The training set should be arranged as follows:
PATH_AUDIO_FILES
│
└───spkr1
│ └───...
│ │ seq_11.wav
│ │ seq_12.wav
│ │ ...
│
└───spkr2
└───...
│ seq_21.wav
│ seq_22.wav
The spkrN
information can then be used to sample sequences when training the model (within- or across- sampling)
If you want to discard non-speech segments from your training set, you can use:
- The voice type classifier if your dataset consists of long-form recordings
- However, a pretrained pyannote.audio voice activity detection model will likely return more accurate segments if your data is clean
Both return .rttm
files indicating where there is speech in each audio file.
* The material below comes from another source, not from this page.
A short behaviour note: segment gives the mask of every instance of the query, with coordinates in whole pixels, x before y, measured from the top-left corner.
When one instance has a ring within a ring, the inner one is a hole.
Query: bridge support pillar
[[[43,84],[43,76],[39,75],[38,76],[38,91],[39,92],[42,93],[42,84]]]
If you used the voice type classifier (as I did) you can run:
python data/extract_segments.py --audio_path /path/to/audio --rttm_path /path/to/rttm --output_path /path/to/output \
--durations [128] --sampling random --classes [MAL,FEM] --min_dur 1.5
This will create a training set of 128h of audio with segments produced by male and female speakers whose duration is at least 1.5s. Then, you can run:
python data/build_power_two_training.py --audio_path /path/to/speech/segments --output_path=/path/to/output \
--nb_packets=16 --duration=28800
This will create 16 training sets of 8 hours (28800 seconds), merged two by two to create 8 training sets of 16 hours, ... until a single training set of 128 hours is obtained.
If you want to discard noisy and/or reverberated segments from your training set, you can use Brouhaha.